Adventure Dining With Erik
November 7th, 2007
By Archived Story
Africa is fascinating, mainly for its relative mystery to us in the western world. We are so far removed from the culture that a trip to the West Bank can sometimes serve as a miniature culture shock.
Stepping out of the car on 6th St., I was greeted by a myriad of men and women chattering in Somali and other foreign languages. I turned onto Cedar Ave., then into Tam-Tam’s African Restaurant – a safe haven from the cluttered crowds outside.
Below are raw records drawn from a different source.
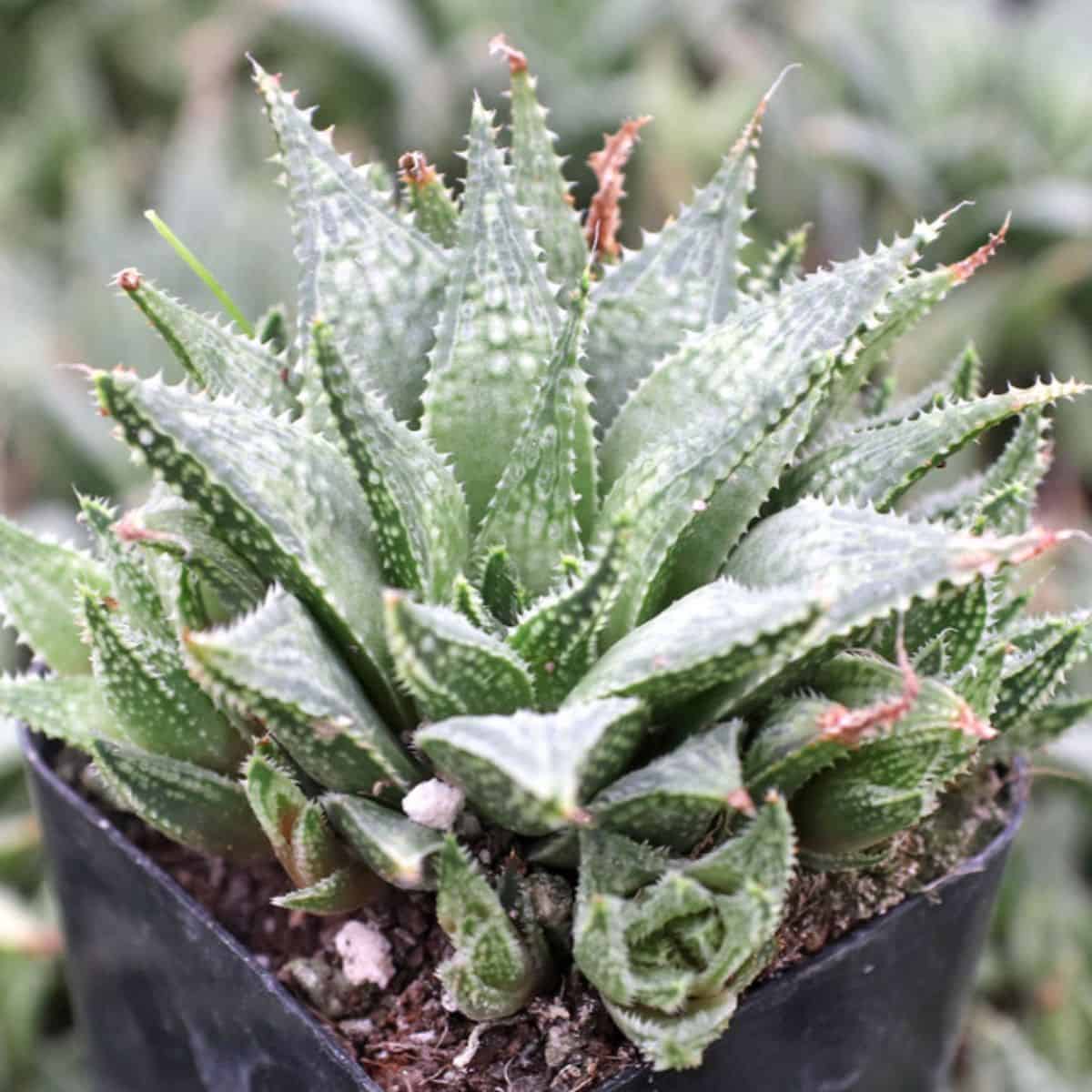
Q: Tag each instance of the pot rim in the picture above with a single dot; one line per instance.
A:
(762, 997)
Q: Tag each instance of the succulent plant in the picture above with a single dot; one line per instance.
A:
(602, 545)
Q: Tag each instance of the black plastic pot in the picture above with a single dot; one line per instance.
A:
(170, 1003)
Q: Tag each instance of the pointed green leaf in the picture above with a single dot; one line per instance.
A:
(713, 404)
(909, 301)
(222, 582)
(38, 582)
(978, 683)
(545, 500)
(1044, 725)
(287, 500)
(316, 852)
(66, 708)
(716, 529)
(762, 853)
(277, 665)
(878, 463)
(339, 893)
(1044, 653)
(272, 329)
(670, 959)
(217, 359)
(129, 574)
(531, 773)
(893, 779)
(791, 746)
(492, 972)
(156, 703)
(722, 636)
(685, 278)
(500, 589)
(496, 330)
(365, 270)
(1003, 500)
(676, 798)
(965, 377)
(392, 846)
(560, 637)
(203, 811)
(867, 565)
(540, 185)
(449, 666)
(784, 263)
(277, 802)
(416, 503)
(677, 1041)
(435, 211)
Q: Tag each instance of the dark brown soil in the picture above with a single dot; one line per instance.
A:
(408, 1040)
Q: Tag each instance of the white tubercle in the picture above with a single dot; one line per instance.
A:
(365, 954)
(434, 804)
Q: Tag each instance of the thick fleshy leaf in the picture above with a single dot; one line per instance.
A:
(878, 463)
(942, 633)
(394, 847)
(1003, 500)
(782, 265)
(682, 279)
(285, 500)
(277, 802)
(156, 703)
(500, 588)
(435, 211)
(670, 958)
(339, 893)
(224, 582)
(451, 667)
(418, 506)
(38, 582)
(130, 580)
(496, 331)
(1046, 724)
(532, 773)
(203, 811)
(560, 637)
(66, 708)
(541, 188)
(675, 800)
(276, 665)
(545, 501)
(762, 853)
(365, 270)
(217, 359)
(494, 972)
(909, 301)
(709, 408)
(915, 742)
(723, 637)
(1044, 653)
(865, 563)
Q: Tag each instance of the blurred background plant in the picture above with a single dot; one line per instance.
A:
(900, 109)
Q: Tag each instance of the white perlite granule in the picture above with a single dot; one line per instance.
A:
(434, 804)
(365, 954)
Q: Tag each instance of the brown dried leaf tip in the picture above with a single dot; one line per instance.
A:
(965, 270)
(415, 169)
(129, 279)
(604, 214)
(517, 59)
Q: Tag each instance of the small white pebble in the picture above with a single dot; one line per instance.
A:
(434, 804)
(365, 954)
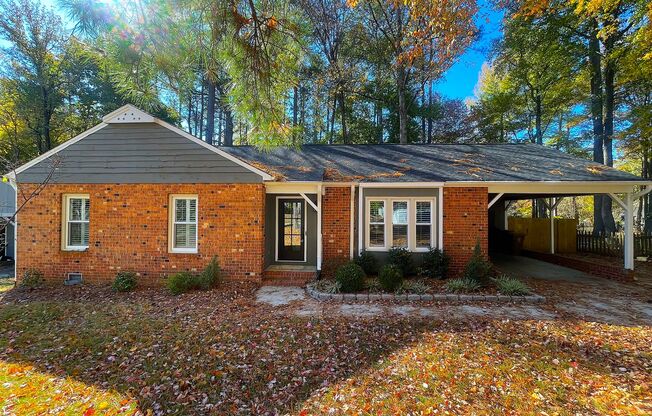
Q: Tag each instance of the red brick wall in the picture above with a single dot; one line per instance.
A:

The restaurant’s ambiance is peaceful, with muted lighting and a red and burgundy-tiled ceiling. The tables are a deep, rich mahogany and the scent of African spices hangs in the air. The liveliness of the exterior failed to find its way inside; at 5:30 pm on a Friday the restaurant was empty.
Tam-Tam’s menu reflects all of Africa – stretching from Ethiopia to the West Coast, and their selection is quite good.
To start, I ordered lentil Sambosa, which costs $2.50. The flaky triangular pastry was served with lemon and, upon request, a tick red hot sauce. With the condiments, the Sambosa’s flavor potential was unlocked, flooding my mouth with rich flavors and spice.
For an entrée, I figured the signature dish, Tam-Tam Stew (for 10.49), would be the best choice. The plate comes with two different starch options, and I chose rice and steamed plantains. The stew was seasoned well, with a decent amount of spice (not too spicy despite the fact that it was ordered “very hot.”) The chicken is served on the bone, but it’s tender enough to slide right off.
The West Bank is full of hidden treasures, just waiting for you to discover and devour. Tam-Tam’s is a nice introduction to pan-African cuisine, though it is a little pricey for a college student’s budget.